Donald Trump is back in the UK. At the state banquet he announced - “The bond of kinship and identity between America and the United Kingdom is priceless and eternal. It’s irreplaceable and unbreakable,” the US president said, before declaring, “We’ve done more good for humanity than any two countries in all of history together.” Shame he didn’t remember this during the tariff negotiations.


According to a YouGov poll, 16% of British voters have a positive view of Donald Trump, as against 70% who dislike him. Whilst the general public may understand that the state visit was required to encourage favourable terms for the tariff negotiations, it probably is another thing that is adding to Sir Keir Starmer’s problems in the popularity stakes.


This doesn’t appear to bother Nigel Farage, the leader of Reform UK, who makes regular trips to see Trump in Washington as he seeks to garner support for his election hopes in 2028 / 2029. Britain’s next general election could take place as late as August 2029. Even if it happens in 2028, Prime Minister Farage — if that is what voters choose — would overlap with President Trump for a matter of months. In all likelihood, the two will never hold office at the same time. (Assuming the 22nd Amendment holds that a president can only sit for two terms in office.) Assuming JD Vance replaces Trump the Farage has probably been quite clever, however what if the Democrats win the next election. That wouldn’t bode well for UK led by Farage. Democrats only last week called him a “Putin-loving free speech imposter” of all things.


This week saw the US Federal Reserve cut rates by 0.25%, with employment weakening and inflation remaining elevated. Remember the Fed have a dual mandate to support employment and manage inflation, so both readings are going in the wrong direction for the Fed, and they have evidently placed employment over inflation in importance by cutting rates and signalling further rate cuts moving forwards. This was backed up by comments from the Fed Chair Jerome Powell, who stated that the weight of risk was on the employment side, so a 0.25% cut was justified.
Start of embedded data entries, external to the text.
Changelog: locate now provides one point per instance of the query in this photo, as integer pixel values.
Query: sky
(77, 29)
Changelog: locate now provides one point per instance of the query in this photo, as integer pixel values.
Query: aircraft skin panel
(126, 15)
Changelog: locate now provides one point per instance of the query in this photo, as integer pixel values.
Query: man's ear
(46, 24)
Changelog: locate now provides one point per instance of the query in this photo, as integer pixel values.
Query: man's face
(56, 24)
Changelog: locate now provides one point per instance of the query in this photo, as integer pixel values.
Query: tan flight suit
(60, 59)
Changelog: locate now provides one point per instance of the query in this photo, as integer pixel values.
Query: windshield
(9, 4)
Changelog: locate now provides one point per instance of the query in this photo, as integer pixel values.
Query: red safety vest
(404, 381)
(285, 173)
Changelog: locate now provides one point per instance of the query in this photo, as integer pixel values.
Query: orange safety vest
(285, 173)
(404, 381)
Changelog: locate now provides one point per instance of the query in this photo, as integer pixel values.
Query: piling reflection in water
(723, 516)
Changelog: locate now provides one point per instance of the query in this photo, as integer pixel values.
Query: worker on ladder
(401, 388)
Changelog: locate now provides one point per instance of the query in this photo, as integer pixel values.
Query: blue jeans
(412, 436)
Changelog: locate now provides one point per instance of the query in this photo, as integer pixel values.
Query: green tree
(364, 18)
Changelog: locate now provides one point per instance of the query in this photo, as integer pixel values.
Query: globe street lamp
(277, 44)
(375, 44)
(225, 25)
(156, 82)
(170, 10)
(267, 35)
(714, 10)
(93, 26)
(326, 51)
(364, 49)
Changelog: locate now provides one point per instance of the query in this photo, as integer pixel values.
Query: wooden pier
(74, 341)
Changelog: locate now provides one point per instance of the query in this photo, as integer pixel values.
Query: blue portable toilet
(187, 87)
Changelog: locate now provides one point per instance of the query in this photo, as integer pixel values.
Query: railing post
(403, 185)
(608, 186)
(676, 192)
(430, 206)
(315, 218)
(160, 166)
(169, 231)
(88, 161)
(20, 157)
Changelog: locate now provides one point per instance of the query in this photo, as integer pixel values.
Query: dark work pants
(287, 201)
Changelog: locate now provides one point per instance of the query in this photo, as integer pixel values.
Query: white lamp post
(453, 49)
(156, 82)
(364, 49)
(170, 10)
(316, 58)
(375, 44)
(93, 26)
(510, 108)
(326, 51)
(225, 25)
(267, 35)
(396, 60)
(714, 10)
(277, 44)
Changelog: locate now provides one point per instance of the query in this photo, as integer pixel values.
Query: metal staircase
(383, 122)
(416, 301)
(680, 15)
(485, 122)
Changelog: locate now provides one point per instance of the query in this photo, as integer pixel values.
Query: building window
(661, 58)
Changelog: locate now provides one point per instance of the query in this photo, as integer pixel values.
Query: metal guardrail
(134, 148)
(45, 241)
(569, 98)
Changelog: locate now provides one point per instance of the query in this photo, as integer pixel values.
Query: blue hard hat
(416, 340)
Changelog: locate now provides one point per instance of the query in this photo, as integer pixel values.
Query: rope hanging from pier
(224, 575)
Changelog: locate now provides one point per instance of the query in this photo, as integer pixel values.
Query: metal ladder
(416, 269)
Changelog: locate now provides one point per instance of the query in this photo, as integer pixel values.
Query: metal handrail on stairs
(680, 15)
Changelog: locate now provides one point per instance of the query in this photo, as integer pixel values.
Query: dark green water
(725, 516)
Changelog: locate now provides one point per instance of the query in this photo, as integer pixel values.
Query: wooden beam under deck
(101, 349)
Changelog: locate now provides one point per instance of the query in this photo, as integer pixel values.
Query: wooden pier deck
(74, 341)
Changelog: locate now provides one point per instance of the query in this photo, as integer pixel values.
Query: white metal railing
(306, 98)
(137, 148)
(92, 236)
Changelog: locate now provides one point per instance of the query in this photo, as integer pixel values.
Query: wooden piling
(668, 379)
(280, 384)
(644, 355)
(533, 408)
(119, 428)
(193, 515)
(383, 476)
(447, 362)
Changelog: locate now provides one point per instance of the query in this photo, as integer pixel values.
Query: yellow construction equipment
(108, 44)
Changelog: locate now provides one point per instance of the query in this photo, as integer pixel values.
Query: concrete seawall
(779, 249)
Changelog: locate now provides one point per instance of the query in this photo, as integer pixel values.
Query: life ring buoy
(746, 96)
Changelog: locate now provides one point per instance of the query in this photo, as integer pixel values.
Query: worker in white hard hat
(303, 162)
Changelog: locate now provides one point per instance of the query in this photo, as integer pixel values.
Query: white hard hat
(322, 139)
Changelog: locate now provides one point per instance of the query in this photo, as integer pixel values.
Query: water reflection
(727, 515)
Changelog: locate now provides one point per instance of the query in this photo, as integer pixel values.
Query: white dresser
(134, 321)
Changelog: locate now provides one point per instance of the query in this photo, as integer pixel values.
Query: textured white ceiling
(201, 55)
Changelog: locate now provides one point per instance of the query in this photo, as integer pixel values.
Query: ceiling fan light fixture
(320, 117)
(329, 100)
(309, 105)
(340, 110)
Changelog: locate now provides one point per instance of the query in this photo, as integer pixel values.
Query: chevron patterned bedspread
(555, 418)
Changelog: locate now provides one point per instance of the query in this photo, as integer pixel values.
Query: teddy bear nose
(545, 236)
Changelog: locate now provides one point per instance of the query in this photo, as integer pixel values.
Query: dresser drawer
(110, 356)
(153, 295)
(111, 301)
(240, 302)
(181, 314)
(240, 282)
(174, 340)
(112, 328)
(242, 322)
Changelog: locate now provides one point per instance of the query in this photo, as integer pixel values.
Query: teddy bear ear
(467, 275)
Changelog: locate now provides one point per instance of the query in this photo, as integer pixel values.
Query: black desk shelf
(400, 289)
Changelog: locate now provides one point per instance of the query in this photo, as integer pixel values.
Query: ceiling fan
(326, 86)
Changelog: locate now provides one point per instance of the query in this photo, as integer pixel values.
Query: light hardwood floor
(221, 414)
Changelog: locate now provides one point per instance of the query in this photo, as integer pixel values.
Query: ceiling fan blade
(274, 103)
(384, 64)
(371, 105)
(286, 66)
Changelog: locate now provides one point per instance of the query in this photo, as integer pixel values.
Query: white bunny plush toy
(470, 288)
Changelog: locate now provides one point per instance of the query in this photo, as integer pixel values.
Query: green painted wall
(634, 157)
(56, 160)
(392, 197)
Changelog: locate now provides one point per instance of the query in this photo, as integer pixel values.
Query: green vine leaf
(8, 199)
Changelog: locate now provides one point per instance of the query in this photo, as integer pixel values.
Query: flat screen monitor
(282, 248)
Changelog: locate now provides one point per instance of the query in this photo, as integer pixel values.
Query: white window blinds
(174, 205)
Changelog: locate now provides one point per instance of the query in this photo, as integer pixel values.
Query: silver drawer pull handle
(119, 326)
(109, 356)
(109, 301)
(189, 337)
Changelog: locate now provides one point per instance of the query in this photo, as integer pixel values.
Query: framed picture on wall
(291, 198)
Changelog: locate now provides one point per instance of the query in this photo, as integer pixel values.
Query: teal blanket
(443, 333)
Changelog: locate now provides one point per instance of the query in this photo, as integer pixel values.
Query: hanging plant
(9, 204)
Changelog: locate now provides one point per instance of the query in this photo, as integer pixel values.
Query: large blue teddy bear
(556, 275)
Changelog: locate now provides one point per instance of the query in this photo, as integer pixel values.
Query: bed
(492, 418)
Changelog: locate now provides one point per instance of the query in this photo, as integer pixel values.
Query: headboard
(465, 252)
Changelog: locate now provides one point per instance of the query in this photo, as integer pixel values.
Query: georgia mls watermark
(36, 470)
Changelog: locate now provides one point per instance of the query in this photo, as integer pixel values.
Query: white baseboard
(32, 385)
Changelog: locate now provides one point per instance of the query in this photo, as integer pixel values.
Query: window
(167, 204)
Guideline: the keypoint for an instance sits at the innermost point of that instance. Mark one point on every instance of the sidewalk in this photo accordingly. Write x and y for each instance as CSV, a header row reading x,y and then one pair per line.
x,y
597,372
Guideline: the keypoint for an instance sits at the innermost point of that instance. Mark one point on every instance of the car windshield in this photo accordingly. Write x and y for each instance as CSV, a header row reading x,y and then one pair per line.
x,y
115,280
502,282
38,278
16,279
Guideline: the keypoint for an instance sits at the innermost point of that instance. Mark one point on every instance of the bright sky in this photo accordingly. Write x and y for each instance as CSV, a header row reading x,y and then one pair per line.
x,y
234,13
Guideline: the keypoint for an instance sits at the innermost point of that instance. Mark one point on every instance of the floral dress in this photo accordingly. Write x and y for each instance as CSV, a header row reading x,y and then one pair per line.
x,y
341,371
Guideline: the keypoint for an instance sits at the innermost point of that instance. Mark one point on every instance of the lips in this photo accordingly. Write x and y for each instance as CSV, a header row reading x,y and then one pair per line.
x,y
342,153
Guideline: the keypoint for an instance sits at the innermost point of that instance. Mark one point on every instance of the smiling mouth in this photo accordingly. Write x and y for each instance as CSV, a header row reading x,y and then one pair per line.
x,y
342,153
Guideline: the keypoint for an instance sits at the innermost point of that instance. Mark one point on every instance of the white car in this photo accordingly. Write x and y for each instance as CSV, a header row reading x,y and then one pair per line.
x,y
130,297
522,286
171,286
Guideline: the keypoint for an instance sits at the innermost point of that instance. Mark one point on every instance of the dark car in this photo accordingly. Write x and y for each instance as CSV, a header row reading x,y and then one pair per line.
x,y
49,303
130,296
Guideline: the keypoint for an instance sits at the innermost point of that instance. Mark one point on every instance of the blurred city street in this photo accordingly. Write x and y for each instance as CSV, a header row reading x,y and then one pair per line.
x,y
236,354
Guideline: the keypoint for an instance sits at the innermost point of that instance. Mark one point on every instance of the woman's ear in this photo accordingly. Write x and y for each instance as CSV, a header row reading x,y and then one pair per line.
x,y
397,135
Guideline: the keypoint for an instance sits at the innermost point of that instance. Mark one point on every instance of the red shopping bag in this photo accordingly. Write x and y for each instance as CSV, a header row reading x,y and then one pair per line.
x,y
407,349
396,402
Powell said more than once that the decline in job creation was not only down to labour supply: underlying economic demand is an equally important cause. Furthermore, he argued, the base case is still that higher inflation is down to tariff-driven goods inflation, which will probably prove to be a one-time event. This looks a little like 2021 when we were told inflation was transitory. We shall see.


Fed independence was discussed again, as Trump has “planted” an ally in the Federal Reserve. It was clear from the data, that whilst most voting members thought that rates would not drop too much further this year, one member thought they would fall another 1.25%. This view was clearly from the committee’s newest member and staunchest Trump ally, Stephen Miran. The Fed Chair was asked several good questions about whether the presence of Miran, who is on loan from the White House, and whose views are clearly in lockstep with the president’s, is consistent with Fed independence. Powell’s only substantive answer was that one vote cannot control a committee with 12 voting members. Miran alone cast a dissenting vote for a 50bp cut in Wednesdays meeting.


Nonetheless, cutting rates to support the economy, especially in advance of a significant downturn, is normally positive for markets, especially when added to the Fed committees’ views that growth rates will be higher in 2026, whilst interest rates will be lower. Should this be the case, the scene is set for further market progress from here. Do have a good weekend.